Identification of water-cooled wall ash accumulation based on AWGAM-YOLOv8n.

作者信息

Hao Yongxing, Wang Bin, Hao Yilong, Cao Angang

机构信息

School of Mechanical Engineering, Zhengzhou University of Science and Technology, Zhengzhou, 450064, China.

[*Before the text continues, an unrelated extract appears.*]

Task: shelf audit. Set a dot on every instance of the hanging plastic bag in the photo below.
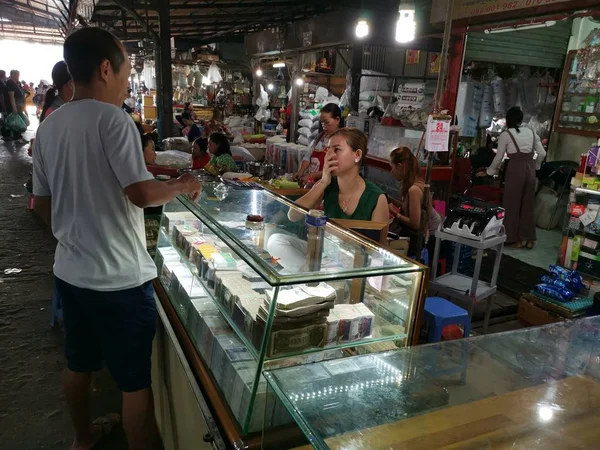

School of Mechanical Engineering, North China University of Water Resources and Electric Power, Zhengzhou, 450045, China.

出版信息

Sci Rep. 2024 Oct 14;14(1):23950. doi: 10.1038/s41598-024-75121-w.

Abstract

Identifying the ash accumulation generated on the water-cooled walls of the waste incinerator is essential for the cleanup by the robotic arm. This paper improves a new algorithm based on YOLOv8n, which can identify the ash accumulation position on the water-cooled wall quickly and accurately. Firstly, the multi-scale fusion image enhancement algorithm is used to improve the sharpness and contrast of the image and enrich the details of the image. Secondly, the backbone feature extraction network of YOLOv8n is replaced by Mobilenetv3 network, which reduces the parameters in the model greatly. Finally, this paper improves a new attention mechanism AWGAM (Add Weight Global Attention Mechanism) based on GAM (Global Attention Mechanism), which can better integrate the feature information between different dimensions and improve the learning ability of the model. AWGAM is added to the backbone of the model. The experimental results show that compared with the original YOLOv8n model, the improved YOLOv8n model has 59.9% fewer parameters, 4.4% higher precision, 8.8% higher recall, 3.2% higher mAP50 (mean Average Precision) and 8.8% higher mAP50-95. This model has made remarkable progress on the basis of the original algorithm, and has strong competitiveness compared with other advanced target detection models. The lightweight and high accuracy of ash accumulation detection offered by the proposed model presents promising applications in ash accumulation detection tasks of water-cooled walls.

摘要

识别垃圾焚烧炉水冷壁上产生的积灰对于通过机械臂进行清理至关重要。本文改进了一种基于YOLOv8n的新算法,该算法能够快速、准确地识别水冷壁上的积灰位置。首先,采用多尺度融合图像增强算法提高图像的清晰度和对比度,丰富图像细节。其次,将YOLOv8n的骨干特征提取网络替换为Mobilenetv3网络,大大减少了模型中的参数。最后,本文改进了一种基于全局注意力机制(GAM)的新注意力机制AWGAM(加权重全局注意力机制),它能够更好地整合不同维度之间的特征信息,提高模型的学习能力。将AWGAM添加到模型的骨干中。实验结果表明,与原始的YOLOv8n模型相比,改进后的YOLOv8n模型参数减少了59.9%,精度提高了4.4%,召回率提高了8.8%,mAP50(平均精度均值)提高了3.2%,mAP50-95提高了8.8%。该模型在原算法的基础上取得了显著进展,与其他先进的目标检测模型相比具有很强的竞争力。所提出模型提供的积灰检测的轻量化和高精度在水冷壁积灰检测任务中具有广阔的应用前景。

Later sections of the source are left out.